Fachleute kritisierten auf einer öffentlichen Anhörung im Bundestag die intransparente Hartz-IV-Politik der Bundesregierung

Von Fabian Lambeck

Wie soll die vom Bundesverfassungsgericht geforderte transparente Neuberechnung der Hartz-IV-Regelsätze umgesetzt werden? In einer öffentlichen Anhörung des Bundestagsausschusses für Arbeit und Soziales kritisierten Experten aus Sozialverbänden auch die Geheimniskrämerei der Regierung.

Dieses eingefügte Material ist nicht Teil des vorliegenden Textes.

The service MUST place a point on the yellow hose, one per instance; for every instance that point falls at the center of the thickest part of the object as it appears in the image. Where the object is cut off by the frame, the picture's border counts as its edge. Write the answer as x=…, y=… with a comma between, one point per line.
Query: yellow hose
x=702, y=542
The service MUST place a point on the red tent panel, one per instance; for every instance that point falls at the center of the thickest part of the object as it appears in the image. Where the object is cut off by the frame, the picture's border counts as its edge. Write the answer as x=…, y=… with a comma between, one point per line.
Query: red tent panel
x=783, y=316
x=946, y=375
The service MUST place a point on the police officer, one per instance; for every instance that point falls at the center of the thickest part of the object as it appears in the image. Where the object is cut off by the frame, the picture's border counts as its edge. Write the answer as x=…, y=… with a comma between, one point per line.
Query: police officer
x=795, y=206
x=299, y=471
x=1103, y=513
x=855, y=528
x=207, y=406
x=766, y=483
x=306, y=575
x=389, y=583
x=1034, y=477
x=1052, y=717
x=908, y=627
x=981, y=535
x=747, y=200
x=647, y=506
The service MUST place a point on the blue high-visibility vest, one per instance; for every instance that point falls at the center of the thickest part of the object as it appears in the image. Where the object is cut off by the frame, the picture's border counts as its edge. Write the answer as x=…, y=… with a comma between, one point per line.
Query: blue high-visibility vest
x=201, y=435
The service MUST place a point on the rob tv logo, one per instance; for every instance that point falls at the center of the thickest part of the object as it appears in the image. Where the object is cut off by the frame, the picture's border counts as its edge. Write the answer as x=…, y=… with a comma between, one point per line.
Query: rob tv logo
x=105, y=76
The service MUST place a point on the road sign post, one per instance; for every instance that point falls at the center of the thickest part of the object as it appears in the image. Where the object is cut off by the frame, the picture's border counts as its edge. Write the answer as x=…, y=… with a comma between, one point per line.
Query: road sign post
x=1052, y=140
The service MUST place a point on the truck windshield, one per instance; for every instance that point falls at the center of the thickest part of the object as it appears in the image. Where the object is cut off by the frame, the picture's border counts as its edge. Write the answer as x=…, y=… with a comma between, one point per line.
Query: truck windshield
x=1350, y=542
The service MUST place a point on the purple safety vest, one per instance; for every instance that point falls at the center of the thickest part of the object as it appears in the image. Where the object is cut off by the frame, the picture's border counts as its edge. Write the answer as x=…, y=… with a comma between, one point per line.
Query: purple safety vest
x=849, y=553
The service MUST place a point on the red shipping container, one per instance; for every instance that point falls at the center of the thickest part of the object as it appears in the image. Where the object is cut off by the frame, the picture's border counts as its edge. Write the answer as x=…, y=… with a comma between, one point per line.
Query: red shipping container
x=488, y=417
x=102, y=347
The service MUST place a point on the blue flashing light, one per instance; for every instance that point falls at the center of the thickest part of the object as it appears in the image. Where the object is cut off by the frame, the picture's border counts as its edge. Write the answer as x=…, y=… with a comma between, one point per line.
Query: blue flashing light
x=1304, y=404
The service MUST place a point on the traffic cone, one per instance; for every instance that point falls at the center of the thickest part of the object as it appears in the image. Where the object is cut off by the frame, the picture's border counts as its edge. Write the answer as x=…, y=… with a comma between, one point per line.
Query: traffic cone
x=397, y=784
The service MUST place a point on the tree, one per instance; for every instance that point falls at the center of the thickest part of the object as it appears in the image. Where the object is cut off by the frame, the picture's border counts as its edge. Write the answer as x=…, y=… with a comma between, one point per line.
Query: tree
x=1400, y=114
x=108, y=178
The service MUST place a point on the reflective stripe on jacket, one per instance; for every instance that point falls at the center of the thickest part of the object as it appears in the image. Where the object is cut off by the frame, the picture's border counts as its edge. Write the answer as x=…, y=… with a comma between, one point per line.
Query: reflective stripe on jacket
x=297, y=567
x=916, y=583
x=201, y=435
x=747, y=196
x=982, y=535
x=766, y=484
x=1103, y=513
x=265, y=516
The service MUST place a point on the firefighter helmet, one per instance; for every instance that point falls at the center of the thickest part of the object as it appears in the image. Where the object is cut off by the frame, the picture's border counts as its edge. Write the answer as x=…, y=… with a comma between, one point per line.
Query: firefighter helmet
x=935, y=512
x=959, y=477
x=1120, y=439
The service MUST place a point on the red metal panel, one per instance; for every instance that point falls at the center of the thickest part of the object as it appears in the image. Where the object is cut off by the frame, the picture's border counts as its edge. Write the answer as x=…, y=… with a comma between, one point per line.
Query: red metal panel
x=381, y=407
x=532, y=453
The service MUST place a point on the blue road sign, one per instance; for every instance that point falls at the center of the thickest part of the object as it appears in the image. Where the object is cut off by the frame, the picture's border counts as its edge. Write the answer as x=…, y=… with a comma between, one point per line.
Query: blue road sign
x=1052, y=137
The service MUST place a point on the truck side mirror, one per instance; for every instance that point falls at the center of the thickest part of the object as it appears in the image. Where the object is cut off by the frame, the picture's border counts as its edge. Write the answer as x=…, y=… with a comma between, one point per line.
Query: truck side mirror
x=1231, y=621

Seit dem Hartz-IV-Urteil des Bundesverfassungsgerichtes vom Februar dieses Jahres steht die Bundesregierung unter Druck. Die Karlsruher Richter setzten dem Gesetzgeber eine Frist bis zum 31. Dezember - dann muss die Berechnung der Regelsätze in einem »transparenten und sachgerechten Verfahren« erfolgen. Besonders bei Kindern müsse sich die neue Berechnung stärker an der Realität orientieren, so der damalige Präsident des Bundesverfassungsgerichts Hans-Jürgen Papier. Bislang legte man die Sätze in einem kaum nachvollziehbaren Verfahren fest. Wie die geforderte Neuberechnung erfolgen soll, ist derzeit noch völlig unklar. Die Bundesregierung spielt auf Zeit. Im zuständigen Bundesarbeitsministerium heißt es, man müsse zuerst die Ergebnisse der Einkommens- und Verbraucherstichprobe (EVS) abwarten. Die im Fünf-Jahres-Turnus in 60 000 Haushalten erhobenen EVS-Daten dienen als Grundlage für die fragwürdige Regelsatzfestsetzung. Dabei orientiert man sich am Ausgabeverhalten der ärmsten 20 Prozent der Bevölkerung, die nicht Hartz IV beziehen. Darunter sind allerdings viele verdeckte Arme, die so wenig verdienen, dass ihnen eigentlich Sozialleistungen zustünden. Deshalb ziehe diese Fixierung auf die EVS »Zirkelschlüsse« nach sich, wie Matthias Birkholz (LINKE) in der Bundestags-Anhörung am Montag kritisierte.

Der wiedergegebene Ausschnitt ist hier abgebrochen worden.